Woodbury, one of the senior members of the fire marshall's staff who objected to Dean's refusal for more severe punishment, filed a complaint in October 2008 about the Footer incident with the city's Ethics and Elections Commission. The EEC issued a scathing report last year that erupted into headlines. Last June, Woodbury filed his lawsuit, claiming he was demoted for speaking out. A judge recently allowed the suit to go forward.

But on Friday, city attorneys filed yet another motion to dismiss the case, claiming the court lacks jurisdiction. Woodbury, says assistant city attorney Erin Overbey, "has not completed the adjudicative process he initiated with the Office of Administration Hearings in 2009. Until he does so, there is no jurisdiction in this court." The city's motion, with exhibits, runs 66 pages. A hearing is set for this Friday.

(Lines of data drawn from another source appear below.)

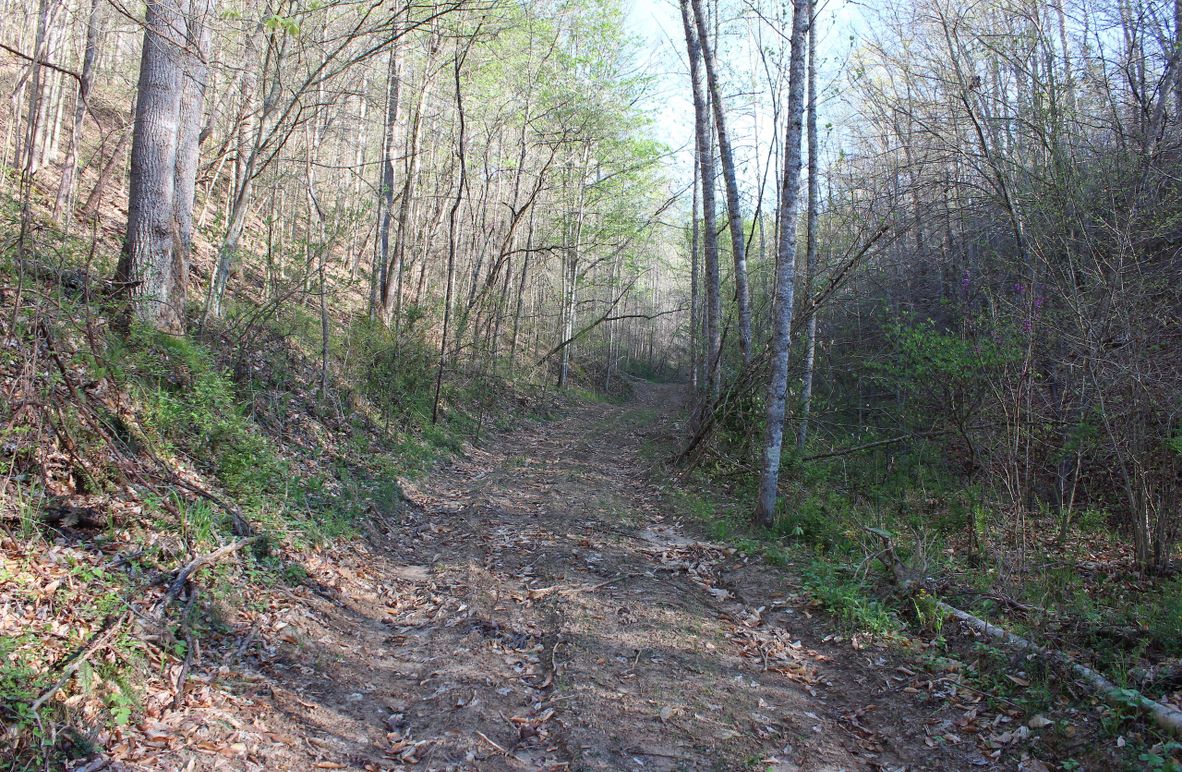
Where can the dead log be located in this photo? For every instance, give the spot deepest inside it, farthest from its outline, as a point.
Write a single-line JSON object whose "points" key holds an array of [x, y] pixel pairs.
{"points": [[1163, 715]]}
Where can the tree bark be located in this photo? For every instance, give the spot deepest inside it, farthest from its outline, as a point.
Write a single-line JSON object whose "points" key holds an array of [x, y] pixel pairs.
{"points": [[63, 206], [785, 271], [810, 241], [734, 213], [713, 311], [153, 268]]}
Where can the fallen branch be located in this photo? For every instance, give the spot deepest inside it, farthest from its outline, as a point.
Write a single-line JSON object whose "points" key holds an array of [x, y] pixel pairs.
{"points": [[103, 636], [197, 563], [78, 657], [1163, 715]]}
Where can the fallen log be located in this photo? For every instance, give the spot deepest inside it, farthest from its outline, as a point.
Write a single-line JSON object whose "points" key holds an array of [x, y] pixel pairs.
{"points": [[1163, 715]]}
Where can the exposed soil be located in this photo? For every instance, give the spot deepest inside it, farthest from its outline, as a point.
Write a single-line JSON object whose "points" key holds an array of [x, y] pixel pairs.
{"points": [[536, 608]]}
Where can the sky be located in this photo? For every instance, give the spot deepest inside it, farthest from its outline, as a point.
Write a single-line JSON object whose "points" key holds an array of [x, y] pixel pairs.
{"points": [[661, 54]]}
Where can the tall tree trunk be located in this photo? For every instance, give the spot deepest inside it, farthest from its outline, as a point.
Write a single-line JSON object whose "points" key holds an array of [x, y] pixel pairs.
{"points": [[695, 370], [713, 351], [785, 271], [381, 283], [734, 213], [153, 268], [461, 183], [63, 206], [810, 241]]}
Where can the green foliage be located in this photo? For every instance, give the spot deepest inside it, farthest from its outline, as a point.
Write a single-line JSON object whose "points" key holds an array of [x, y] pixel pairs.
{"points": [[189, 406], [850, 599]]}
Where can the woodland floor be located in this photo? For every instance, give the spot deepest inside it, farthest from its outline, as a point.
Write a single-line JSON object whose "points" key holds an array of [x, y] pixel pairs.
{"points": [[536, 608]]}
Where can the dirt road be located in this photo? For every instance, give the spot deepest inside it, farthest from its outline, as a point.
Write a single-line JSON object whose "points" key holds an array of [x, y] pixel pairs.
{"points": [[536, 608]]}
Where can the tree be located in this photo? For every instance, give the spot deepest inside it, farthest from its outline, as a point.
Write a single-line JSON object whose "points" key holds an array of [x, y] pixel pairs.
{"points": [[734, 212], [785, 270], [713, 309], [154, 266]]}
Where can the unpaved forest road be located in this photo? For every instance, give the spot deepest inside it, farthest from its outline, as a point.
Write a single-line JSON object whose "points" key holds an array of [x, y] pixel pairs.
{"points": [[537, 609]]}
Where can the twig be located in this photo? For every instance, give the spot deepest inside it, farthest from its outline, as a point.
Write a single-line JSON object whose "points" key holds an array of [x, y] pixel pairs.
{"points": [[76, 660], [200, 562], [492, 743], [188, 648], [1166, 717]]}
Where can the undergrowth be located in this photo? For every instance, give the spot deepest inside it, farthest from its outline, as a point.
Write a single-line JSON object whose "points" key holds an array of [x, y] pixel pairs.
{"points": [[150, 449]]}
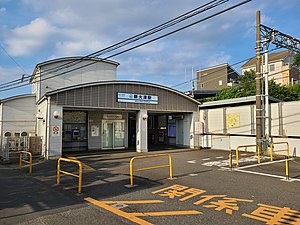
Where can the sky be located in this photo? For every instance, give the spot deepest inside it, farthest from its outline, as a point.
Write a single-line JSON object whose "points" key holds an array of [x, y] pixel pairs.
{"points": [[34, 31]]}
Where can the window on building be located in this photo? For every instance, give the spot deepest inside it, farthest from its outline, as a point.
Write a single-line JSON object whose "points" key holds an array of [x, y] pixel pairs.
{"points": [[7, 134], [24, 134]]}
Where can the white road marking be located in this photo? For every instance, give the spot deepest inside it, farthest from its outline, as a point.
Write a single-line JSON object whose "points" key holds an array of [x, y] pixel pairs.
{"points": [[193, 174], [206, 159], [265, 163], [266, 174]]}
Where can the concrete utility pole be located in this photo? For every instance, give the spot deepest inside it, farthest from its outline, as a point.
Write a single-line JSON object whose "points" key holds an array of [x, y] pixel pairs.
{"points": [[258, 84]]}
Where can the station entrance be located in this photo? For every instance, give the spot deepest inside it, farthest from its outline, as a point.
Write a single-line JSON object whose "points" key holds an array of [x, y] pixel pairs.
{"points": [[164, 130]]}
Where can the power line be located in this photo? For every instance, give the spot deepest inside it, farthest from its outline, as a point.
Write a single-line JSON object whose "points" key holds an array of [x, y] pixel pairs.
{"points": [[142, 44], [1, 46], [144, 34]]}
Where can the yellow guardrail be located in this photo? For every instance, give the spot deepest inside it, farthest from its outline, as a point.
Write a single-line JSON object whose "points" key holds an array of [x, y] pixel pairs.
{"points": [[250, 154], [23, 160], [79, 175], [287, 150], [150, 168]]}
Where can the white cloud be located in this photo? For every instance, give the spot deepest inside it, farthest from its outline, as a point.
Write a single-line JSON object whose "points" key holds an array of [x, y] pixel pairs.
{"points": [[26, 39], [76, 27], [9, 74], [217, 59], [2, 10]]}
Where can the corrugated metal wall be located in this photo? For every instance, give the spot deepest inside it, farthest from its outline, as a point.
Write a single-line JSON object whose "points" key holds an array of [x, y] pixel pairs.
{"points": [[285, 123], [104, 96]]}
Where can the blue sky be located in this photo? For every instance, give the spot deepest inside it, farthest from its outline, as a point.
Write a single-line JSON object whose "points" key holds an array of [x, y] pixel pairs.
{"points": [[34, 31]]}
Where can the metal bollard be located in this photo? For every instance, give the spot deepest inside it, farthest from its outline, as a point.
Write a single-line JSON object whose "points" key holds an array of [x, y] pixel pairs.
{"points": [[230, 160], [287, 167]]}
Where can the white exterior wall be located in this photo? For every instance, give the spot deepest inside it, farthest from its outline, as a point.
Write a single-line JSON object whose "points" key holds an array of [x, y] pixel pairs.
{"points": [[215, 122], [18, 115], [141, 131], [289, 125], [98, 71], [41, 124], [291, 118], [95, 119], [54, 145]]}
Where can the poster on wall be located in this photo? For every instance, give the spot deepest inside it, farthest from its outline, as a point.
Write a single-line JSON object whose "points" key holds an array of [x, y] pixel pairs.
{"points": [[233, 120], [55, 130], [94, 131]]}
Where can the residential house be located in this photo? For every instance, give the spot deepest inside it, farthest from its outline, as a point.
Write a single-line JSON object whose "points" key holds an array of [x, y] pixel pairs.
{"points": [[216, 77], [280, 68]]}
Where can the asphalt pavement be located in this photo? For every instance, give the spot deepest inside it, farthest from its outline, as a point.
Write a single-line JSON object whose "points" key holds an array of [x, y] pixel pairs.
{"points": [[203, 190]]}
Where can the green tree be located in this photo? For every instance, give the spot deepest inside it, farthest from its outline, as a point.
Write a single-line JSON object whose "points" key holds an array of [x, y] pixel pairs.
{"points": [[247, 87], [297, 60]]}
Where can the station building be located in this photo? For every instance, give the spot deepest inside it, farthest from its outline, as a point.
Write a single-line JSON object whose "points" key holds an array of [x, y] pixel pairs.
{"points": [[80, 105]]}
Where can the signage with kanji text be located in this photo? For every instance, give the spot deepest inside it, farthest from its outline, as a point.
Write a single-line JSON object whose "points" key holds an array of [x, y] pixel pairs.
{"points": [[55, 130], [137, 98]]}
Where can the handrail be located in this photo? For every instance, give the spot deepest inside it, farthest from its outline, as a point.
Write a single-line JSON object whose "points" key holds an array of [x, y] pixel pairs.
{"points": [[149, 168], [245, 146], [276, 143], [22, 160], [68, 173]]}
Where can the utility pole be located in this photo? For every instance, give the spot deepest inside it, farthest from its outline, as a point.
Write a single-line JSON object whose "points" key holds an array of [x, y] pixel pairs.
{"points": [[258, 85], [264, 37]]}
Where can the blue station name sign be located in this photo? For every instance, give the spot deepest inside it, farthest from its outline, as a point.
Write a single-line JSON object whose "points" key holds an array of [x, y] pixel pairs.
{"points": [[137, 98]]}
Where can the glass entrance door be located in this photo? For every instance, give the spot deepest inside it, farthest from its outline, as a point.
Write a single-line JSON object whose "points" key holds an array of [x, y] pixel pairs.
{"points": [[113, 136]]}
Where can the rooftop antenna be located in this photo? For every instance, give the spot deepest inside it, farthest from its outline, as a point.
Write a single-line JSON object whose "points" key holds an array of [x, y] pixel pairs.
{"points": [[193, 84]]}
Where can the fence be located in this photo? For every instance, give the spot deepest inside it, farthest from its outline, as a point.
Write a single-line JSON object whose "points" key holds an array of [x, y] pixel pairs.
{"points": [[79, 175], [11, 145], [23, 159], [272, 150], [152, 167], [247, 154]]}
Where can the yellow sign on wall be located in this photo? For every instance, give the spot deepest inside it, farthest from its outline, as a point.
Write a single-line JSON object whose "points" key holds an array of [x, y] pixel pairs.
{"points": [[233, 120]]}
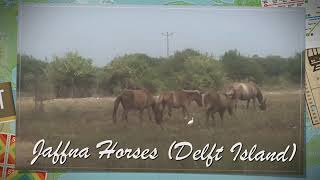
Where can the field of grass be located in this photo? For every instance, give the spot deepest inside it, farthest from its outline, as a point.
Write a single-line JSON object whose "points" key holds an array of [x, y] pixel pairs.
{"points": [[87, 121]]}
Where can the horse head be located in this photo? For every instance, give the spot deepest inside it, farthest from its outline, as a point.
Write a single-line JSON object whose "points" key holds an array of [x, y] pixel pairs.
{"points": [[158, 112], [195, 95], [263, 105], [230, 92]]}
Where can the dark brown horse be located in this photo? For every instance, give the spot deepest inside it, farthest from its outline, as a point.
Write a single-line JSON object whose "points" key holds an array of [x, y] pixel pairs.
{"points": [[246, 92], [139, 100], [214, 102], [179, 99]]}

Seattle Fire Fighters union leader Kenny Stuart says the city's actions are the result of pressure from its insurance carrier to play hardball with fire department personnel. Most recently, the city lost its attempt to rehear the case of disabled Seattle firefighter Mark Jones. He was awarded $12.8 million by a jury last year, but the city's insurer produced a video showing Jones chopping wood and dancing, claiming he faked his injuries.

"The insurance company doesn't want to pay, which to me is sickening," says Stuart, "and the city has to go along with the challenge or it could end up paying the whole amount."